Under the worker's compensation law applicable to this case,[1] if an employee is shown to be totally disabled at the time of trial, and the disability is of indefinite duration, then the employee is entitled to benefits for total permanent disability as opposed to those for temporary total disability. Olson v. Ins. Co. of State of Pa., 471 So.2d at 1154. Thus, we affirm the trial court's award of total and permanent disability benefits although Plaintiff's disability may be remedied by surgery. We also note that under the former and present law,[2] the judgment for permanent total disability is subject to modification should Plaintiff's disability cease. LSA-R.S. 23:1331. Montgomery v. Delta Concrete Products Co. Inc., 290 So.2d 769 (La. App. 1st Cir.1974), Wheat v. Ford, Bacon and Davis Const. Corp., 479 So.2d 439 (La.App. 1st Cir.1985).

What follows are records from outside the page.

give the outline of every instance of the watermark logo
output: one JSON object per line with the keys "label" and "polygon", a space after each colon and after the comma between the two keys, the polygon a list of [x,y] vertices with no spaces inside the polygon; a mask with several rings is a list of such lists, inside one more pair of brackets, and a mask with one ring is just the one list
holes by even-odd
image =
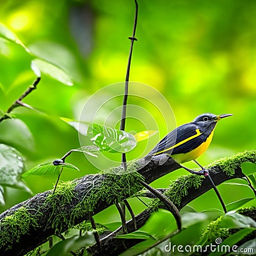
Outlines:
{"label": "watermark logo", "polygon": [[217,237],[215,239],[215,244],[211,243],[203,246],[200,244],[195,245],[177,245],[172,244],[171,242],[164,246],[164,250],[168,253],[184,253],[184,252],[193,252],[193,253],[202,253],[202,252],[218,252],[223,253],[253,253],[254,250],[252,248],[239,248],[237,245],[232,246],[228,244],[222,244],[222,239],[220,237]]}

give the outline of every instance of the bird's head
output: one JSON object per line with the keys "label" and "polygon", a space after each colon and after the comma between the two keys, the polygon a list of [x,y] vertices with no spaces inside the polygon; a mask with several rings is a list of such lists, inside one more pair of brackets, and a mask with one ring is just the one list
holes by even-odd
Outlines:
{"label": "bird's head", "polygon": [[221,119],[224,118],[225,117],[228,117],[233,115],[233,114],[223,114],[216,115],[214,114],[211,114],[210,113],[204,113],[200,115],[196,116],[194,120],[195,122],[200,122],[201,124],[204,124],[205,125],[208,125],[212,123],[216,123],[220,121]]}

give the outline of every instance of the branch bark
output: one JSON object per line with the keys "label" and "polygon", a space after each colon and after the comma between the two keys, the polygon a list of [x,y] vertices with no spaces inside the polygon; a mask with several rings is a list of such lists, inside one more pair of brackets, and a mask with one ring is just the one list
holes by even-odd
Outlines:
{"label": "branch bark", "polygon": [[[218,185],[230,179],[243,177],[244,175],[241,172],[241,168],[239,168],[241,163],[244,161],[256,162],[256,161],[252,160],[252,156],[250,157],[248,157],[248,154],[253,156],[253,159],[256,158],[256,152],[252,150],[242,154],[239,158],[237,158],[236,161],[233,161],[232,166],[237,167],[236,168],[235,172],[232,177],[227,175],[225,172],[223,172],[220,164],[216,164],[212,166],[211,170],[209,170],[209,172],[212,177],[214,183]],[[228,161],[228,159],[226,161]],[[139,159],[135,163],[134,166],[136,166],[138,173],[144,177],[144,181],[148,184],[180,168],[179,165],[172,158],[168,158],[161,165],[159,163],[161,163],[159,157],[154,157],[149,161],[147,159]],[[120,172],[121,169],[122,167],[121,168],[115,168],[115,170]],[[56,191],[54,194],[54,201],[53,204],[52,202],[51,202],[50,201],[51,204],[48,202],[49,195],[52,195],[52,191],[47,191],[37,194],[31,198],[21,202],[3,212],[0,215],[0,235],[2,235],[0,236],[0,255],[3,256],[23,255],[45,243],[50,236],[56,233],[61,234],[66,231],[70,227],[70,223],[74,225],[84,220],[90,220],[90,214],[93,215],[103,211],[109,205],[117,203],[117,200],[120,202],[125,198],[132,196],[134,193],[142,188],[142,187],[137,186],[134,187],[135,188],[128,189],[127,186],[132,187],[133,184],[118,184],[118,188],[116,189],[116,186],[114,188],[115,184],[113,184],[113,188],[111,186],[109,188],[110,189],[109,191],[113,192],[113,193],[109,195],[109,193],[108,192],[108,195],[105,195],[105,197],[101,193],[99,196],[97,194],[97,191],[102,188],[102,186],[106,182],[106,180],[109,179],[111,179],[113,177],[113,174],[111,176],[108,173],[86,175],[70,182],[73,186],[72,193],[68,188],[65,188],[66,190],[63,189],[63,191],[59,193]],[[116,180],[118,180],[118,179],[116,179],[115,182]],[[204,180],[200,189],[195,189],[193,188],[189,188],[188,190],[188,194],[182,198],[180,205],[177,206],[179,209],[181,209],[189,202],[208,191],[211,188],[211,186],[209,180],[207,179]],[[87,200],[88,196],[91,196],[91,198],[94,196],[94,195],[91,195],[92,193],[92,188],[94,189],[93,193],[95,194],[95,196],[97,195],[98,197],[96,197],[95,200],[97,200],[97,202],[93,205],[93,211],[86,212],[84,211],[84,209],[88,209],[86,208],[88,206],[87,204],[90,204],[90,201]],[[116,191],[115,189],[118,190]],[[117,195],[122,195],[122,196],[119,196],[119,197],[117,197]],[[77,205],[78,207],[76,207]],[[8,224],[6,221],[9,220],[10,217],[13,216],[16,213],[19,213],[20,209],[24,208],[26,209],[30,216],[29,222],[26,222],[26,229],[22,229],[19,222],[17,225],[13,225],[12,226],[10,225],[6,225]],[[74,214],[74,210],[75,209],[78,209],[81,211],[78,214]],[[141,227],[145,223],[151,213],[152,212],[149,209],[147,209],[136,217],[138,227]],[[54,225],[57,218],[58,218],[60,223],[58,225]],[[33,220],[36,220],[36,222],[35,223]],[[12,234],[11,239],[10,239],[10,236],[6,236],[7,233],[4,234],[4,232],[3,232],[4,228],[8,228],[8,232]],[[134,230],[134,223],[132,221],[127,223],[127,228],[128,232]],[[105,250],[109,252],[109,250],[113,249],[113,248],[111,249],[109,245],[106,244],[112,241],[112,238],[114,239],[113,241],[116,243],[114,237],[118,232],[119,230],[117,230],[115,233],[111,234],[108,237],[102,239],[102,246],[104,252],[106,252]],[[17,234],[17,232],[18,234]],[[7,238],[9,238],[9,240],[5,237],[6,236]],[[110,237],[112,238],[111,239]],[[125,243],[133,242],[131,241],[124,241]],[[116,244],[115,243],[114,244]],[[131,246],[131,244],[127,245],[128,248]],[[92,253],[93,255],[97,255],[98,253],[100,253],[97,252],[97,248],[93,247]],[[100,255],[102,255],[102,253],[100,252]]]}

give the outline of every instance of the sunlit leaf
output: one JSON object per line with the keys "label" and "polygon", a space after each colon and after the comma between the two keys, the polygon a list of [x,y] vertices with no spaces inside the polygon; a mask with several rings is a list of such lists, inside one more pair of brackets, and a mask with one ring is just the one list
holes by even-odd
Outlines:
{"label": "sunlit leaf", "polygon": [[91,124],[83,121],[73,120],[66,117],[60,117],[60,118],[75,128],[81,134],[87,135],[87,130]]}
{"label": "sunlit leaf", "polygon": [[125,235],[119,235],[117,236],[117,238],[125,238],[125,239],[154,239],[156,240],[150,234],[141,230],[136,230],[132,233],[127,234]]}
{"label": "sunlit leaf", "polygon": [[58,243],[48,252],[45,256],[70,256],[70,252],[76,252],[83,247],[88,247],[95,242],[93,232],[88,232],[84,236],[74,236]]}
{"label": "sunlit leaf", "polygon": [[31,193],[20,179],[24,170],[24,163],[20,153],[12,147],[0,144],[0,184]]}
{"label": "sunlit leaf", "polygon": [[230,204],[226,205],[227,211],[236,210],[241,206],[243,205],[247,202],[249,202],[253,198],[243,198],[236,202],[232,202]]}
{"label": "sunlit leaf", "polygon": [[125,153],[136,145],[131,134],[97,124],[89,126],[88,136],[100,149],[112,153]]}
{"label": "sunlit leaf", "polygon": [[3,23],[0,23],[0,37],[21,45],[28,52],[30,53],[30,51],[24,45],[19,37]]}
{"label": "sunlit leaf", "polygon": [[22,174],[23,177],[26,177],[28,175],[52,175],[58,174],[61,171],[61,166],[66,167],[69,169],[76,170],[79,171],[77,167],[74,165],[65,163],[63,164],[54,165],[52,163],[44,163],[35,166],[33,168],[28,171]]}
{"label": "sunlit leaf", "polygon": [[33,62],[34,65],[38,67],[42,72],[51,76],[64,84],[68,86],[73,85],[73,81],[71,78],[61,68],[40,59],[35,59]]}
{"label": "sunlit leaf", "polygon": [[7,119],[0,124],[0,143],[19,150],[33,151],[34,138],[28,125],[17,118]]}
{"label": "sunlit leaf", "polygon": [[44,163],[35,166],[29,171],[22,174],[22,177],[28,175],[45,175],[59,173],[61,170],[61,165],[54,165],[52,163]]}
{"label": "sunlit leaf", "polygon": [[243,173],[246,175],[252,175],[256,174],[256,164],[252,163],[242,163],[241,165],[242,168]]}
{"label": "sunlit leaf", "polygon": [[158,132],[158,131],[143,131],[134,135],[137,142],[147,140]]}
{"label": "sunlit leaf", "polygon": [[40,70],[39,68],[37,67],[36,63],[33,61],[31,61],[31,68],[35,74],[38,77],[41,77],[41,71]]}

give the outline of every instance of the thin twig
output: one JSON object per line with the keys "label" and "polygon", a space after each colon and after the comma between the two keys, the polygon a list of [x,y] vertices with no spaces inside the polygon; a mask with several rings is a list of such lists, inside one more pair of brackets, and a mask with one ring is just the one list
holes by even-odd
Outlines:
{"label": "thin twig", "polygon": [[125,199],[124,200],[124,203],[125,205],[125,206],[127,207],[127,210],[130,212],[130,214],[131,214],[131,216],[132,217],[132,220],[133,223],[134,224],[134,229],[135,229],[135,230],[137,230],[137,224],[136,224],[136,219],[135,219],[134,212],[133,212],[132,207],[131,207],[130,204],[128,203],[128,201],[126,199]]}
{"label": "thin twig", "polygon": [[41,80],[41,77],[36,77],[36,79],[33,83],[32,85],[29,86],[28,89],[17,99],[7,109],[6,112],[4,115],[0,118],[0,122],[3,121],[5,119],[11,118],[11,116],[10,114],[15,108],[23,106],[29,108],[32,108],[29,105],[26,104],[26,103],[22,102],[23,99],[27,97],[32,91],[36,89],[36,86],[39,83]]}
{"label": "thin twig", "polygon": [[176,223],[179,230],[181,230],[181,218],[178,209],[174,204],[168,199],[164,195],[161,193],[157,190],[150,186],[148,184],[143,180],[140,180],[140,182],[153,193],[157,198],[159,198],[166,207],[166,208],[173,214],[174,218],[176,220]]}
{"label": "thin twig", "polygon": [[127,234],[127,227],[126,227],[125,216],[124,214],[124,212],[122,210],[119,204],[117,203],[115,204],[115,205],[116,205],[116,207],[117,208],[119,214],[121,217],[122,226],[123,227],[124,234]]}
{"label": "thin twig", "polygon": [[212,178],[211,177],[210,175],[209,174],[209,172],[207,172],[207,175],[206,175],[206,177],[207,177],[208,179],[210,180],[212,187],[214,189],[215,193],[217,195],[217,196],[219,198],[220,203],[221,204],[222,208],[223,209],[224,212],[227,213],[227,211],[226,206],[224,204],[224,202],[222,200],[221,196],[220,195],[219,191],[218,190],[216,186],[215,186],[214,182],[213,182],[213,180],[212,180]]}
{"label": "thin twig", "polygon": [[98,232],[97,231],[95,221],[94,221],[94,219],[91,214],[90,214],[90,221],[91,222],[92,227],[93,229],[93,236],[94,238],[95,239],[97,246],[98,246],[98,250],[99,252],[100,252],[101,246],[100,237],[99,236]]}
{"label": "thin twig", "polygon": [[60,173],[59,173],[59,175],[58,176],[57,181],[56,181],[55,186],[54,186],[54,189],[53,189],[53,191],[52,191],[52,194],[54,193],[54,192],[55,192],[55,191],[56,191],[56,189],[57,188],[57,185],[58,185],[58,183],[59,182],[60,177],[60,175],[61,174],[61,172],[62,172],[63,170],[63,165],[61,165],[61,166],[60,168]]}
{"label": "thin twig", "polygon": [[[121,122],[120,129],[122,131],[124,131],[125,127],[125,118],[126,118],[126,110],[127,110],[127,104],[128,99],[128,86],[129,86],[129,78],[130,76],[130,68],[131,68],[131,62],[132,60],[132,49],[133,49],[133,44],[134,41],[137,41],[137,39],[135,38],[135,32],[137,26],[137,20],[138,20],[138,5],[136,0],[134,0],[135,2],[135,17],[134,17],[134,22],[133,24],[133,32],[132,36],[129,38],[131,40],[131,47],[130,47],[130,53],[129,54],[128,58],[128,64],[127,68],[126,70],[126,77],[125,77],[125,84],[124,87],[124,95],[123,100],[123,108],[122,109],[122,116],[121,116]],[[125,153],[122,154],[122,163],[125,170],[127,168],[126,166],[126,156]]]}

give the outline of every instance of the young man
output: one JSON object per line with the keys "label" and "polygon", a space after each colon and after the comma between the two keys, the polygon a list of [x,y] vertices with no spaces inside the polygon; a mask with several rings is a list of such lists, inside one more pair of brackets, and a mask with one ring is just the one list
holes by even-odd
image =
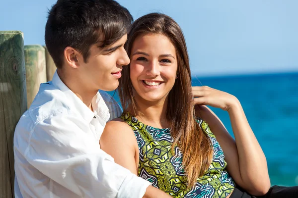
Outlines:
{"label": "young man", "polygon": [[99,144],[121,111],[98,90],[118,86],[132,20],[113,0],[58,0],[50,10],[45,42],[57,71],[15,129],[16,198],[169,197]]}

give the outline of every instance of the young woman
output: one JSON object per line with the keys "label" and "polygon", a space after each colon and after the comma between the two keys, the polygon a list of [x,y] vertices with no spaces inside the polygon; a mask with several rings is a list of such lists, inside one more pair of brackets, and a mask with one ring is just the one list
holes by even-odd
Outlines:
{"label": "young woman", "polygon": [[[131,62],[119,88],[124,111],[107,123],[102,149],[173,197],[265,194],[270,186],[266,158],[240,103],[208,87],[192,88],[177,23],[159,13],[140,18],[126,49]],[[228,112],[235,140],[205,105]]]}

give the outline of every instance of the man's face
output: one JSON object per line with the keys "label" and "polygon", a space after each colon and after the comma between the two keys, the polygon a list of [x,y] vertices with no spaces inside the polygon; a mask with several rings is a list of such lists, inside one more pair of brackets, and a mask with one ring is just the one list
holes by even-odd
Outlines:
{"label": "man's face", "polygon": [[88,82],[88,88],[106,91],[117,89],[122,66],[130,63],[124,48],[127,39],[126,34],[115,43],[103,49],[97,44],[90,47],[87,63],[81,63],[80,67],[80,72]]}

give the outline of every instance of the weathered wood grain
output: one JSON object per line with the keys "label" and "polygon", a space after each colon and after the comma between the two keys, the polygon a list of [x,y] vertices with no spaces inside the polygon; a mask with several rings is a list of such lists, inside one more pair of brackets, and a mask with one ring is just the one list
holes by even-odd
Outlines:
{"label": "weathered wood grain", "polygon": [[23,33],[0,31],[0,197],[14,197],[13,134],[27,108]]}
{"label": "weathered wood grain", "polygon": [[40,45],[25,46],[27,106],[31,105],[41,83],[47,82],[45,49]]}

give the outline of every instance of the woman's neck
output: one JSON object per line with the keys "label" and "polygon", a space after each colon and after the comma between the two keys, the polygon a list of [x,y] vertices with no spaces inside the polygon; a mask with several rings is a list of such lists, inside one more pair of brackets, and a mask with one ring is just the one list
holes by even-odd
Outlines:
{"label": "woman's neck", "polygon": [[[136,112],[136,117],[140,122],[160,129],[169,127],[166,119],[167,97],[153,102],[146,100],[139,96],[135,96],[135,99],[139,109]],[[129,110],[130,112],[134,112],[132,105]]]}

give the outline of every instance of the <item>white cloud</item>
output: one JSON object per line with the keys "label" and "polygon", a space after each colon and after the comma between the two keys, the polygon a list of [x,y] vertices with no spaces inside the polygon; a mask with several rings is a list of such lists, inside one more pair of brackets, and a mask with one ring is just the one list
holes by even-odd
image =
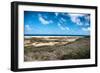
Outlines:
{"label": "white cloud", "polygon": [[90,31],[90,27],[82,28],[83,31]]}
{"label": "white cloud", "polygon": [[72,20],[72,22],[76,23],[77,25],[83,25],[81,20],[78,17],[83,17],[84,14],[68,14]]}
{"label": "white cloud", "polygon": [[56,16],[58,16],[58,13],[57,13],[57,12],[55,12],[55,15],[56,15]]}
{"label": "white cloud", "polygon": [[47,25],[47,24],[50,24],[50,23],[53,23],[53,21],[52,20],[45,20],[43,17],[42,17],[42,15],[41,14],[39,14],[39,20],[40,20],[40,22],[42,23],[42,24],[44,24],[44,25]]}
{"label": "white cloud", "polygon": [[32,30],[32,28],[30,27],[30,25],[25,25],[25,29],[26,29],[26,31],[31,31]]}
{"label": "white cloud", "polygon": [[66,21],[66,19],[64,19],[64,18],[61,18],[61,20],[62,20],[63,22],[65,22],[65,21]]}
{"label": "white cloud", "polygon": [[69,30],[68,27],[63,27],[60,23],[58,23],[58,26],[60,27],[61,30]]}

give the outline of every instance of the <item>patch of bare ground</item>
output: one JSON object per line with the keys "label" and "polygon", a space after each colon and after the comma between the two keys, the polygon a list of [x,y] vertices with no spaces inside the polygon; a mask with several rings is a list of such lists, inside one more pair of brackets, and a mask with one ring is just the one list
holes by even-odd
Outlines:
{"label": "patch of bare ground", "polygon": [[64,38],[64,40],[63,38],[57,39],[48,41],[45,39],[41,40],[40,38],[33,40],[33,38],[31,38],[31,43],[25,43],[24,46],[24,61],[90,58],[90,37],[78,37],[73,41],[68,41],[68,38],[67,41],[65,40],[66,38]]}

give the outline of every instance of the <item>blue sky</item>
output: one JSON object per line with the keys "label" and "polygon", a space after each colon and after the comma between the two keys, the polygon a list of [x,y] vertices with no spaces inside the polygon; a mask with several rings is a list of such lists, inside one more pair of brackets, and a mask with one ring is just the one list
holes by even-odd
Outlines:
{"label": "blue sky", "polygon": [[24,11],[24,34],[90,35],[90,14]]}

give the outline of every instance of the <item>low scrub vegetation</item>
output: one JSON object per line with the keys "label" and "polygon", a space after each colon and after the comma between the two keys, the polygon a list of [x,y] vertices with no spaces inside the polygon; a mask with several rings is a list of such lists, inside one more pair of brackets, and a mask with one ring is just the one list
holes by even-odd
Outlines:
{"label": "low scrub vegetation", "polygon": [[[36,39],[36,41],[38,41],[38,39]],[[46,41],[44,40],[43,42]],[[59,40],[56,41],[58,42]],[[35,40],[31,41],[31,43],[32,42],[34,43]],[[24,61],[67,60],[88,58],[90,58],[90,37],[82,37],[66,44],[53,46],[24,46]]]}

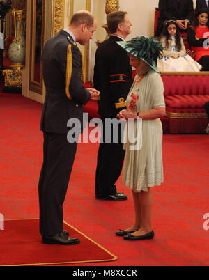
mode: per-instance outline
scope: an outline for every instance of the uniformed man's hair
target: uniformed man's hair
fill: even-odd
[[[127,14],[127,12],[117,10],[116,12],[111,12],[107,15],[107,26],[111,34],[116,32],[118,24],[123,22],[125,16]]]
[[[75,13],[70,20],[70,25],[79,26],[81,24],[87,24],[88,29],[93,26],[95,17],[87,10],[79,11]]]

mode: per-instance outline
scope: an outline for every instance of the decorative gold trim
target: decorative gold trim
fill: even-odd
[[[171,118],[207,118],[206,113],[172,113],[167,111],[166,116]]]
[[[33,218],[33,219],[6,219],[5,221],[24,221],[24,220],[38,220],[39,219],[38,218]],[[98,243],[95,242],[93,241],[92,239],[86,236],[85,234],[79,231],[79,230],[76,229],[74,226],[70,226],[69,224],[66,223],[65,221],[63,221],[63,223],[65,224],[68,226],[70,228],[72,228],[74,231],[77,231],[79,233],[80,235],[83,235],[84,238],[92,242],[93,244],[97,245],[98,247],[106,251],[107,254],[109,254],[110,256],[113,257],[112,259],[110,260],[80,260],[80,261],[75,261],[75,262],[63,262],[63,263],[29,263],[29,264],[21,264],[21,265],[0,265],[1,266],[31,266],[31,265],[66,265],[66,264],[70,264],[70,263],[101,263],[101,262],[110,262],[110,261],[114,261],[118,259],[118,257],[113,254],[111,254],[109,251],[107,250],[105,248],[104,248],[102,246],[100,245]]]
[[[53,0],[52,36],[64,27],[65,0]]]
[[[91,0],[86,0],[86,10],[91,12]],[[89,42],[85,45],[84,51],[84,69],[85,69],[85,77],[84,80],[88,80],[88,72],[89,72],[89,49],[90,49]]]
[[[86,75],[85,75],[85,62],[84,62],[84,54],[80,49],[80,47],[77,45],[78,47],[79,50],[80,51],[81,55],[82,55],[82,80],[83,83],[86,82]]]
[[[199,72],[160,72],[161,76],[208,76],[209,71],[199,71]]]
[[[71,76],[72,76],[72,45],[69,44],[67,52],[67,67],[66,67],[66,95],[68,98],[72,99],[69,92],[69,86],[70,83]]]
[[[5,69],[3,70],[5,86],[22,88],[22,70],[15,69]]]
[[[74,0],[70,0],[70,17],[71,19],[71,17],[73,15],[73,11],[74,11]]]
[[[30,76],[29,76],[29,90],[34,91],[38,94],[42,94],[42,65],[40,64],[40,82],[34,80],[35,71],[35,45],[36,45],[36,1],[32,0],[32,20],[31,26],[31,53],[30,53]],[[42,1],[42,31],[41,31],[41,49],[44,45],[45,38],[45,1]]]

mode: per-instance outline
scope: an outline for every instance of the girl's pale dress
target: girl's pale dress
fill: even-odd
[[[145,111],[156,107],[164,107],[164,86],[161,77],[150,70],[137,85],[135,81],[127,98],[127,108],[137,94],[136,111]],[[128,109],[130,110],[130,109]],[[128,124],[125,131],[128,131]],[[134,121],[136,133],[136,121]],[[135,192],[148,191],[148,187],[160,185],[163,182],[162,166],[162,126],[160,118],[142,122],[142,147],[140,150],[130,150],[131,143],[124,143],[126,150],[123,182]]]

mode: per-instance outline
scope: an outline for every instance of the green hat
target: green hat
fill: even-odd
[[[141,59],[149,65],[155,71],[159,72],[157,66],[157,59],[163,50],[162,43],[154,40],[154,37],[137,36],[130,41],[116,42],[130,54],[132,54],[137,59]]]

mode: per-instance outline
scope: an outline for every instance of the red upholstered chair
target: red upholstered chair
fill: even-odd
[[[209,72],[161,77],[169,133],[203,133],[208,123],[203,106],[209,101]]]

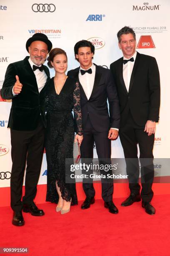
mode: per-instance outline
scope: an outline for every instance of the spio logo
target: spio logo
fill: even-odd
[[[105,45],[105,41],[102,38],[100,37],[90,37],[88,41],[90,41],[94,45],[95,49],[102,48]]]
[[[1,121],[0,120],[0,127],[5,127],[5,123],[8,123],[8,121],[5,121],[4,120]]]
[[[42,174],[42,176],[46,176],[47,175],[47,170],[45,170]]]
[[[105,17],[105,14],[90,14],[86,21],[102,21],[104,17]]]
[[[0,62],[8,62],[8,57],[0,57]]]
[[[0,172],[0,179],[9,179],[11,176],[10,172]]]
[[[2,6],[2,5],[0,5],[0,10],[6,10],[7,9],[7,6]]]
[[[138,6],[138,5],[133,5],[132,10],[159,10],[160,5],[149,5],[148,3],[144,3],[143,6]]]
[[[53,4],[34,4],[32,9],[35,13],[53,13],[55,10]]]
[[[5,145],[0,144],[0,156],[6,155],[9,151],[9,148]]]
[[[142,49],[156,47],[151,36],[141,36],[136,48]]]

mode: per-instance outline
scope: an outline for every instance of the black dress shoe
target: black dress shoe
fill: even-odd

For the above reasons the decision of the trial court is affirmed. Defendants are cast for costs of this appeal.

AFFIRMED.

NOTES

[1] Because this injury occurred in 1981, we must apply the worker's compensation law as it was prior to the 1983 amendments. The jurisprudence had accepted as an established principle that "a judgment for total permanent disability should be awarded when the claimant is shown to be totally disabled at the time of trial and the duration of such disability is indefinite or the evidence does not clearly indicate its duration." Walker v. Gaines P. Wilson & Son, Inc., 340 So.2d 985, 987 (La.1976). The 1983 amendments to the worker's compensation statutes legislatively overruled this jurisprudential principle. Under the new law, the worker must prove "by clear and convincing evidence, unaided by any presumption of disability," that the total disability is permanent. LSA-R.S. 23:1221(2)(c).

[2] The statute dealing with judicial review of a worker's compensation award as it read prior to the 1983 amendments provided that "at any time six months after the rendition of a judgment of compensation, a judge of the trial court that rendered the judgment shall review the same upon the application of either party for a modification thereof, or the grounds that the incapacity of the employee has been subsequently diminished or increased, or that the judgment was obtained through error, fraud, or misrepresentation." LSA-R.S. 23:1331. LSA-R. S. 23:1331(C) now reads as follows:

At anytime after six months after rendition of a judgment of compensation by the district court or at anytime after six months from the date of the acceptance by the parties of the recommendation of the director under R.S. 23:1310.1, the director shall review the same upon the application of either party for a modification thereof and shall issue a recommendation pursuant to R.S. 23:1310.1.